Point 5 on The ReFund California Pledge reads: “Reversing tuition increases, layoffs, and cuts to public education and essential services – ensuring good jobs that provide healthcare and a dignified retirement.”
So the pledge is not simply about reversing tuition increases but also about protecting public sector jobs in education and other services, as well as the healthcare and retirement benefits of public employees.
I can understand and sympathize with the students’ frustrations given that tuition tripled over a decade. Higher education in California was never “free” despite what some education advocates say. The “free” education was a cost borne by the taxpayers. Still, the dramatic rise in tuition understandably provides a shock to the students and their families. However, I’m less sympathetic to the unions using the student’s concerns to promote their agenda.
One item on the ReFund Pledge is: “Closing Proposition 13’s corporate property tax loophole.”
Exactly what the pledge means by that is not spelled out – but given past union demands it appears that the split roll business property tax increase is once again being hoisted up the flagpole looking for a salute.
A split roll would tax business property differently than residential property. All business property would be hit by the property tax increase. The words, “corporate tax loopholes” are intended to hit a nerve. If the promoters of this pledge used factual language — “raising taxes on business of all kinds including small business” they would not get the response they seek.

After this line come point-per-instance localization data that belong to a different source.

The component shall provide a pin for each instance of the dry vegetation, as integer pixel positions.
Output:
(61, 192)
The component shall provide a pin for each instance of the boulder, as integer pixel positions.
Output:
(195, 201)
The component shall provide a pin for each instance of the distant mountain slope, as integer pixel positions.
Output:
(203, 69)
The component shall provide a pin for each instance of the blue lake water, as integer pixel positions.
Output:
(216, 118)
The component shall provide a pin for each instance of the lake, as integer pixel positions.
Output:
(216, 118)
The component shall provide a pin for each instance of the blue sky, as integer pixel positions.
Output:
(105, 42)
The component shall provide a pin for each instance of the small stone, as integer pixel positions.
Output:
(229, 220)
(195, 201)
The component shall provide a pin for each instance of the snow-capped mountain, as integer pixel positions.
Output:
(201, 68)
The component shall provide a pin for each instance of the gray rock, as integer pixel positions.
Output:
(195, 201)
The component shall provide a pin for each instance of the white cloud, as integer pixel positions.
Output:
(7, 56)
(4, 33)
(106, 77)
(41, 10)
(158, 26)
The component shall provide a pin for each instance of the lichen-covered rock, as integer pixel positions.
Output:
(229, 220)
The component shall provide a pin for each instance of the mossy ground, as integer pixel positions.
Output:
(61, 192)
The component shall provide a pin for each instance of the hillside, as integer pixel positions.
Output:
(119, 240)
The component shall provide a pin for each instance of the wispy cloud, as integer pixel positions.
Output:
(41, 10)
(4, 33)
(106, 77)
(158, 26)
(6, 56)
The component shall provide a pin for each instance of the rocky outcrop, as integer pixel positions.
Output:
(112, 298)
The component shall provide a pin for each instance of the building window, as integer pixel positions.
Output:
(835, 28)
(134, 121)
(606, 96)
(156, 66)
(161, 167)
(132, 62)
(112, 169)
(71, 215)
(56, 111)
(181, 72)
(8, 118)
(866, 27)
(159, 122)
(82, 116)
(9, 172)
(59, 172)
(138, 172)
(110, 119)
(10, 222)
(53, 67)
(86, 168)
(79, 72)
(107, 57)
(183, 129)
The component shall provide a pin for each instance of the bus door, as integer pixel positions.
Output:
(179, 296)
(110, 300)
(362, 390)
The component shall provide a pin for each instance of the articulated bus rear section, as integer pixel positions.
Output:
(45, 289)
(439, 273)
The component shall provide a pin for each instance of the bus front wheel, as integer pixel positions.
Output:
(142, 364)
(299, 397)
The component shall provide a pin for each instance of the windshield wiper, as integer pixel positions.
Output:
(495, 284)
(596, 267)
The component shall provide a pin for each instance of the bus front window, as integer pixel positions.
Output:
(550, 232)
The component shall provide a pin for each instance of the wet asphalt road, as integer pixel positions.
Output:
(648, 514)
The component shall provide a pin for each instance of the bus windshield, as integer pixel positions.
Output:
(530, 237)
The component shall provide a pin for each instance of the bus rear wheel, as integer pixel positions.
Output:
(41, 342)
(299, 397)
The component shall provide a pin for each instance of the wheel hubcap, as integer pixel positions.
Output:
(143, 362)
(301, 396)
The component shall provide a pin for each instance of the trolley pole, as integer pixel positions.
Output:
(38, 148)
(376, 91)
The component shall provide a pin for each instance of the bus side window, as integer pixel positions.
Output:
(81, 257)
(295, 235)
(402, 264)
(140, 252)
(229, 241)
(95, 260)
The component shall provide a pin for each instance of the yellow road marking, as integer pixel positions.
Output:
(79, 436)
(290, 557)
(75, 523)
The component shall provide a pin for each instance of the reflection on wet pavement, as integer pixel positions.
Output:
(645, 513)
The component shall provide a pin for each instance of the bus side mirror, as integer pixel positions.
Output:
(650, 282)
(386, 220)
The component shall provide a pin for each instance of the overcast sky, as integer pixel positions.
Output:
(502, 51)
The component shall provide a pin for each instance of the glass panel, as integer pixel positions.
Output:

A split roll property tax would hit all business and further damage businesses’ attempt to rise from the muck of the recession. Ironically, raising property taxes on business property would likely slow the recovery.
Lt. Governor Gavin Newsom, a UC Regent, seems to understand this. He refused to sign the pledge, which is consistent with his position of pushing a jobs agenda for California. More taxes on business would translate into fewer jobs.
The goal of California policymakers should be to help the economy recover and allow increased business to produce the revenue needed to keep tuition down and fund other services.
Hopefully, the students will understand this lesson and not blindly sign on to a plan that would continue the economic woes of the state.